Justement, la tentative de renverser le calendrier chrétien, de manière directe ou feutrée, exprime clairement la volonté de s’affranchir d’une culture ou d’une civilisation chrétienne. Que les Juifs éprouvent quelques difficultés à se référer à « J.-C. » et préfèrent dire « avant ou après notre ère », de leur part cela s’entend, mais ils font malgré eux des émules universitaires ou médiatiques « woke » pour lesquelles toute référence au Christianisme est une compromission coupable. La Révolution cherche sa revanche, ou le transhumanisme sa victoire.

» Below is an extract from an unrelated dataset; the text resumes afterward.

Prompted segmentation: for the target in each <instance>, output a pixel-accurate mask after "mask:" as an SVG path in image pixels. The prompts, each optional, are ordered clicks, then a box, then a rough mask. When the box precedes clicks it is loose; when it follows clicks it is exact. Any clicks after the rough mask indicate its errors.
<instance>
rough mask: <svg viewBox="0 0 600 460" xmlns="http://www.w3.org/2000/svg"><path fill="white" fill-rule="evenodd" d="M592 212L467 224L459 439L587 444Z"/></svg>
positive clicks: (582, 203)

On s’aperçoit alors que le calendrier concerne non pas seulement l’espace culturel du moment, mais aussi son rapport avec le passé : la mémoire, et partant, le partage culturel, civilisationnel, avec les hommes du passé. User d’un calendrier, c’est s’inscrire dans une tradition (au sens moderne du terme) et partager un effort de mémoire avec les anciens. Faire rupture, en instaurant un calendrier inédit, signifie vouloir créer un monde nouveau. Et renvoyer l’ancien à l’oubli. Or ce geste est profondément religieux : s’il est motivé par Dieu, il s’inscrit dans la tradition des actes créateurs et conserve paradoxalement une unité avec l’Histoire qui le précède – c’est un accomplissement ; mais s’il est motivé par l’homme, il s’apparente à une négation, un affranchissement du Dieu Un et, d’une certaine façon, fait sortir de l’Histoire. Les cultures, les civilisations, nous l’avons vu dans cet ouvrage, sont mortelles, sauf celles qui se fondent sur la seule réalité qui les transcende toutes.
 
Cette « courte recension » était plus longue que prévu. Peut-être incitera-t-elle à lire cet ouvrage adressé, selon son auteur, au grand public – ce qu’il n’est pas toujours en regard de la masse d’informations rassemblées. Et de fait, dès que l’on touche aux fondements des civilisations, que ce soit par le biais du climat ou du calendrier, on ouvre toujours quelques perspectives propices à la réflexion.